A Midsummer Night's Dreich
by, 23-06-2013 at 00:58 (6217 Views)
Ah yes, midsummer night. warm, sultry, dreamy, still, glorious.
Or not. 'Dreich' is a Scots dialect word meaning weather that is grey, damp and miserable. In this case you can add blustery to the list.
I had arranged to meet with a young friend of mine, Michael, and do an overnighter on my permission for the shortest night of the year. Michael is 16, a keen photographer, and wildlife enthusiast, and his fondest wish at the moment is to photograph a fox. There are foxes and badgers on my permission, and I hoped that the short night would bring them out where they could be seen.
We arrived on site a little after 7pm, Michael having been dropped off by his dad. A short wander for a likely site finished with us setting up in the relative shelter of a pear tree. Michael had just brought food and a sleeping bag, so I loaned him my 3x3 DD tarp and inflatable mat, and I set up my backpackinglight solo tarp, using a wool blanket as my base. I forgot to check the ground before pitching, so ended up on the world's lumpiest and most uncomfortable piece of ground, which necessitated some wriggling to get comfortable.
It is a reflection of our priorities that neither of us took shots of our set-ups. We were there for the wildlife.
A meal of pasta, curry and rice and naan bread followed (I'm still trying to get the baked-on rice out of the bottom of my titan kettle), a swig of sloe gin, and we grabbed the cameras for an evening foray to see what was about.
At this point it was still dry-ish, but the weather was closing in. Lighting conditions were not great for photography, so I had my camera set to 'vivid' mode to compensate. Sunset was 9.30pm or so, but there was too much cloud for a nice midsummer sunset.
We found little of interest, certainly no foxes, so we settled down for a while on the bank above the badger set. We sat for about 2 hours, hearing noises that might have been a cautious badger now and again, but saw nothing more than a tawny owl setting off on a hunt. We decided to retire back to our camp, but were distracted by a forage for bugs on an old wall. I found a spider or two, 4 sorts of woodlice, a big centipede, several millipedes, and this chap.
The weather started to close in then, so we retired for the night. Despite the weather, I slept well once I found a comfortable position.
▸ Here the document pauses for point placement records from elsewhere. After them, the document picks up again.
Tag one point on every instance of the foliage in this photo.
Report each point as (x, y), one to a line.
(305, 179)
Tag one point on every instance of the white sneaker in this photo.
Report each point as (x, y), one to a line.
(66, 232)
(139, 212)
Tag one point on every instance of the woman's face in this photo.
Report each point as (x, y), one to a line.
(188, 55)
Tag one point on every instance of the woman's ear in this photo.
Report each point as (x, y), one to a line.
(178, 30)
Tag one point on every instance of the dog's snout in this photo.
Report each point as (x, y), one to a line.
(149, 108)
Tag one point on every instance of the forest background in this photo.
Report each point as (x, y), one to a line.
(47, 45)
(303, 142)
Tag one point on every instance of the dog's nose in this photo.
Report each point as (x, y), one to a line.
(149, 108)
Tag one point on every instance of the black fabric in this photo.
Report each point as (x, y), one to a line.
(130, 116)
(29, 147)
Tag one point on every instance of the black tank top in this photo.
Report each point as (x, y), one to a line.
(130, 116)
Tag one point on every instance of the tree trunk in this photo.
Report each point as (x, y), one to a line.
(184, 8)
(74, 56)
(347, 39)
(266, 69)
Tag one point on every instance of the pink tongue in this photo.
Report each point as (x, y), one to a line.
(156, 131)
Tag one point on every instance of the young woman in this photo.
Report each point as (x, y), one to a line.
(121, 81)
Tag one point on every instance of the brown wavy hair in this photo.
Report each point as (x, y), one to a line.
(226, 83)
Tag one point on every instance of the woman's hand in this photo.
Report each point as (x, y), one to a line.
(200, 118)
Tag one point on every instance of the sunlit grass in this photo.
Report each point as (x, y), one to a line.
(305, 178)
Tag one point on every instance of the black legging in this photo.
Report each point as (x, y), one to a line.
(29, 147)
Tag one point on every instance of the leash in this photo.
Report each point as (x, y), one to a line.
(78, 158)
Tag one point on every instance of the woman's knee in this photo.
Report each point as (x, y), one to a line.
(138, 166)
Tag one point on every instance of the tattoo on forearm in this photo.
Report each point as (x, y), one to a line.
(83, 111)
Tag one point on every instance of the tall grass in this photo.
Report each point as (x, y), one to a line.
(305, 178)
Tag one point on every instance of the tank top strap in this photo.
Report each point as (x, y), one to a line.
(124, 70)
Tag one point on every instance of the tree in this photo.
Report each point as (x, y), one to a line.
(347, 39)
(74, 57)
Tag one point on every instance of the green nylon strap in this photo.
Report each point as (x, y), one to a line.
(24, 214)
I woke at 4.10am, 20 minutes before sunrise. Actually, I was woken by Michael walking past my pitch. Apparently he woke at 2am, having had the close and unwelcome company of numerous slugs on his sleeping bag, and after 2 hours of listening to foxes barking and calling he gave up and decided to go looking for them. Whereupon they disappeared, I joined him, and we spent several hours wandering about in long wet grass and light drizzle watching small songbirds and not seeing foxes. By which time we were soaked. Having breakfasted on choc-chip brioche rolls we called it a day, packed up, and went for the car.
Heaters on full blast to dry us out, we had a loo stop in Usk, and then headed in the direction of Monmouth to find orchids. This was much more successful, as we found twayblade, green-winged orchid, greater butterfly orchid, and literally thousands (probably over 10,000) common spotted orchids.
Common spotted orchid auditioning for a part in Scary movie
Greater butterfly orchid
A rather soggy bumble bee on a foxglove.
You can tell two wildlife enthusiasts very easily sometimes. I spotted a hobby overhead as we were crossing a field and we both stopped, transfixed as we watched it, both grinning like fools. First one for a year or two for me, but Michael had never seen one before. It was the highlight of the trip.
Michael using his macro filter on a foxglove
By 10am we were both shattered, having been up 6 hours on minimal sleep. We retired to my favourite farm shop in Raglan for some much needed coffee and a sausage sandwich each (garlic for me, wild boar for Michael). Our trip had been wet, windy, uncomfortable, tiring, and frustratingly lacking in foxes, and we both agreed that we had enjoyed ourselves hugely.